| Desconstruir Duchamp: arte na hora da revisão
Affonso Romano de Sant’Anna
As 51 crônicas que compõem este livro surgiram da constatação do autor de que existe uma perplexidade do público em relação às artes plásticas, um fosso entre o observador e as obras apresentadas como artísticas. “Não se trata de ser contra ou a favor da arte moderna, mas de propor uma indagação, uma reflexão, uma reanálise de nossas manifestações simbólicas”.
As crônicas foram publicadas originalmente no jornal carioca O Globo e tiveram ressonância em todo o país. Artistas, estudiosos da cultura e leigos passaram a cobrar de Sant’Anna a reunião de seus artigos em livro. Dessa repercussão, nasceu Descontruir Duchamp – arte na hora da revisão.

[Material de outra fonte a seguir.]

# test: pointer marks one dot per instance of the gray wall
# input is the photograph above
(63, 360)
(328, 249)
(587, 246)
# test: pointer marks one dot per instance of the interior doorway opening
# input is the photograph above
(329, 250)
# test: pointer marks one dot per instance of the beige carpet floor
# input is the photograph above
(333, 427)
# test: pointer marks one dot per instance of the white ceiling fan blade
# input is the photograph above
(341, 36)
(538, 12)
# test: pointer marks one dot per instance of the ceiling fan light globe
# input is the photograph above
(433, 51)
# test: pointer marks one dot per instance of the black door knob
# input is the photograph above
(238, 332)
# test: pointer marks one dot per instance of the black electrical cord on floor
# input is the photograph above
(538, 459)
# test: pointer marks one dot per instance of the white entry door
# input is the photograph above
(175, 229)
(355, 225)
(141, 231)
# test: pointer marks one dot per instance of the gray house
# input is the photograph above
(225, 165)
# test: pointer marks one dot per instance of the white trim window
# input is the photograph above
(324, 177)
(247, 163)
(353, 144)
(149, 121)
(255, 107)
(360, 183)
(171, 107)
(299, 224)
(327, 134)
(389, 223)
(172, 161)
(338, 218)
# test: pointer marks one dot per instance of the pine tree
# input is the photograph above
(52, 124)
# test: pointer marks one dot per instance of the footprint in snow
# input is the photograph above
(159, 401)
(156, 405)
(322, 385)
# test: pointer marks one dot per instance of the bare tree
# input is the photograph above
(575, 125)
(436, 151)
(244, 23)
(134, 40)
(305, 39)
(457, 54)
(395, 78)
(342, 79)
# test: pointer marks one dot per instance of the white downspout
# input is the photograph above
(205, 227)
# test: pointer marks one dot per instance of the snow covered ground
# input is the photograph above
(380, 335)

O título do livro faz referência ao artista plástico Marcel Duchamp (1887-1968), que, em 1917, comprou um urinol e se inscreveu para participar de uma exposição de arte moderna em Nova Iorque com o pseudônimo de R. Mutt. Sua intenção era mostrar que um objeto tirado de seu cenário habitual e exposto numa galeria de arte pode, sim, ganhar a aura de uma obra de arte. Também demonstrou ser irrelevante o fato de o artista fazer ele mesmo, ou não, a obra. O relevante é tê-la escolhido. Para Duchamp, o que vale não é a criação e sim a seleção. Também foi com esse trabalho que Duchamp definiu, pela primeira vez, o conceito de ready-mader, idéia que influenciou e continua influenciando diversos artistas.